Can recursion be dynamic programming?

Question

I was asked to use dynamic programming to solve a problem. I have mixed notes on what constitutes dynamic programming. I believe it requires a "bottom-up" approach, where smallest problems are solved first.

One thing I have contradicting information on, is whether something can be dynamic programming if the same subproblems are solved more than once, as is often the case in recursion.

For instance. For Fibonacci, I can have a recursive algorithm:

RecursiveFibonacci(n)
if (n=1 or n=2)
    return 1
else
    return RecursiveFibonacci(n-1) + RecursiveFibonacci(n-2)

In this situation, the same sub-problems may be solved over-and-over again. Does this render it is not dynamic programming? That is, if I wanted dynamic programming, would I have to avoid resolving subproblems, such as using an array of length n and storing the solution to each subproblem (the first indices of the array are 1, 1, 2, 3, 5, 8, 13, 21)?

Fibonacci(n)
F1 = 1
F2 = 1
for i=3 to n
    Fi=Fi-1 + Fi-2
return Fn

Answer 1

Dynamic programs can usually be succinctly described with recursive formulas.

But if you implement them with simple recursive computer programs, these are often inefficient for exactly the reason you raise: the same computation is repeated. Fibonacci is a example of repeated computation, though it is not a dynamic program.

There are two approaches to avoiding the repetition.

1. Memoization. The idea here is to cache the answer computed for each set of arguments to the recursive function and return the cached value when it exists.

2. Bottom-up table. Here you "unwind" the recursion so that results at levels less than i are combined to the result at level i. This is usually depicted as filling in a table, where the levels are rows.

One of these methods is implied for any DP algorithm. If computations are repeated, the algorithm isn't a DP. So the answer to your question is "yes."

So an example... Let's try the problem of making change of c cents given you have coins with values v_1, v_2, ... v_n, using a minimum number of coins.

Let N(c) be the minimum number of coins needed to make c cents. Then one recursive formulation is

N(c) = 1 + min_{i = 1..n} N(c - v_i) 

The base cases are N(0)=0 and N(k)=inf for k<0.

To memoize this requires just a hash table mapping c to N(c).
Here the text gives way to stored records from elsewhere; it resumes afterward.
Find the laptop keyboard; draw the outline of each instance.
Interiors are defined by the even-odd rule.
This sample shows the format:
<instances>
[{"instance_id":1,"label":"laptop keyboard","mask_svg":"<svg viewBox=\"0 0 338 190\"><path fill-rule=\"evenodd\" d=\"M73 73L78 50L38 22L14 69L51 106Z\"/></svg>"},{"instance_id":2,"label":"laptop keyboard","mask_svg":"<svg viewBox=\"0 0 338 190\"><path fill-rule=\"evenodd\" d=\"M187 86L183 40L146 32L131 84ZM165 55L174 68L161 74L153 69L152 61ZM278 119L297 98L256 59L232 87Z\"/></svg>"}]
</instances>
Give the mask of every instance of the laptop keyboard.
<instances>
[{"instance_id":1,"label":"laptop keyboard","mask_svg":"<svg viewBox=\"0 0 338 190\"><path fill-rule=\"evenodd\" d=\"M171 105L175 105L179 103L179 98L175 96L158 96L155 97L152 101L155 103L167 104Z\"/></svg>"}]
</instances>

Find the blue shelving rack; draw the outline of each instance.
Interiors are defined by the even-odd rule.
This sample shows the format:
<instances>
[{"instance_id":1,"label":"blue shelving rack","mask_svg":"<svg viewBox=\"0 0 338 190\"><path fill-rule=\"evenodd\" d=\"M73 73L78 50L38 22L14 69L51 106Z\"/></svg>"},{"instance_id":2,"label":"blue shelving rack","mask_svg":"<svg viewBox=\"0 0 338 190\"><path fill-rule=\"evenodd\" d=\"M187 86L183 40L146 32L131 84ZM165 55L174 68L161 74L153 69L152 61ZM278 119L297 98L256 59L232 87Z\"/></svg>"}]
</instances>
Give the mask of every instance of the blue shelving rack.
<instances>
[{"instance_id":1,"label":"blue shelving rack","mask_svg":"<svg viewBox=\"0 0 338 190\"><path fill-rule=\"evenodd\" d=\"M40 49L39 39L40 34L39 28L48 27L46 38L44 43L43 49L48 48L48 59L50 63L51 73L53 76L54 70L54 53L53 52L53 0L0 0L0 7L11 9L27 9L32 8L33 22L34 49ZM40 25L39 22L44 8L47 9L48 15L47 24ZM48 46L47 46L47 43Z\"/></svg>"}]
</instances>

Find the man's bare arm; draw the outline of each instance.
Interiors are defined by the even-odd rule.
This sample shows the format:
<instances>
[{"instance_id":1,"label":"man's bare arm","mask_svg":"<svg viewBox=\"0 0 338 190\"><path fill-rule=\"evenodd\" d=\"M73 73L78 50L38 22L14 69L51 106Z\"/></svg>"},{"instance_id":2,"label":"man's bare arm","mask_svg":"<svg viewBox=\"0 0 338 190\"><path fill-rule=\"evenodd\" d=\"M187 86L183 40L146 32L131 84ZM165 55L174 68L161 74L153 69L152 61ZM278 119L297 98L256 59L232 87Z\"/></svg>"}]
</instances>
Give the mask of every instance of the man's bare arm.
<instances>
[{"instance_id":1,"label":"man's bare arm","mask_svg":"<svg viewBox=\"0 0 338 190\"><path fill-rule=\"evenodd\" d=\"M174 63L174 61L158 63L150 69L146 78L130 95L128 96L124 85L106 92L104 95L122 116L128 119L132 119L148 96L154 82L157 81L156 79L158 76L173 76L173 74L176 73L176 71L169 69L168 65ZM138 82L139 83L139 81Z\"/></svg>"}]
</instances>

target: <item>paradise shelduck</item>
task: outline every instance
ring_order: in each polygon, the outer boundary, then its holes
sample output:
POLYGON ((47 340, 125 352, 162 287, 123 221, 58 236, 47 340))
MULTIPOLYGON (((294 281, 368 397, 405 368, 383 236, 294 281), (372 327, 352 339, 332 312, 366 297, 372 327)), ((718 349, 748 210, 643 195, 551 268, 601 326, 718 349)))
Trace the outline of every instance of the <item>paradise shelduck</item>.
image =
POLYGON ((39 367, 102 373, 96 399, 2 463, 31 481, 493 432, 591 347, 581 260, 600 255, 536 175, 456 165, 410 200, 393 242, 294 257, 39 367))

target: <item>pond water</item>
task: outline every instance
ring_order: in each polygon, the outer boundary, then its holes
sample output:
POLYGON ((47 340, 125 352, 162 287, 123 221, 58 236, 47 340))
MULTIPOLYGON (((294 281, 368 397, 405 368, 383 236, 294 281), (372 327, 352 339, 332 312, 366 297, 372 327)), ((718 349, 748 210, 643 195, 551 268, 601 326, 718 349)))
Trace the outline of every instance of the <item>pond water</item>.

In this case the "table" has only one dimension, which is easy to fill in. Say we have coins with values 1, 3, 5, then the N table starts with

• N(0) = 0, the initial condition.
• N(1) = 1 + min(N(1-1), N(1-3), N(1-5) = 1 + min(0, inf, inf) = 1
• N(2) = 1 + min(N(2-1), N(2-3), N(2-5) = 1 + min(1, inf, inf) = 2
• N(3) = 1 + min(N(3-1), N(3-3), N(3-5) = 1 + min(2, 0, inf) = 1

You get the idea. You can always compute N(c) from N(d), d < c in this manner.

In this case, you need only remember the last 5 values because that's the biggest coin value. Most DPs are similar. Only a few rows of the table are needed to get the next one.

The table is k-dimensional for k independent variables in the recursive expression.

Answer 2

We think of a dynamic programming approach to a problem if it has

1. overlapping subproblems
2. optimal substructure

In very simple words we can say dynamic programming has two faces, they are top-down and bottom-up approaches.

In your case, it is a top-down approach if you are talking about the recursion. In the top-down approach, we will try to write a recursive solution or a brute-force solution and memoize the results so that we will try to use that result when a similar subproblem arrives, so it is brute-force + memoization. We can achieve that brute-force approach with a simple recursive relation.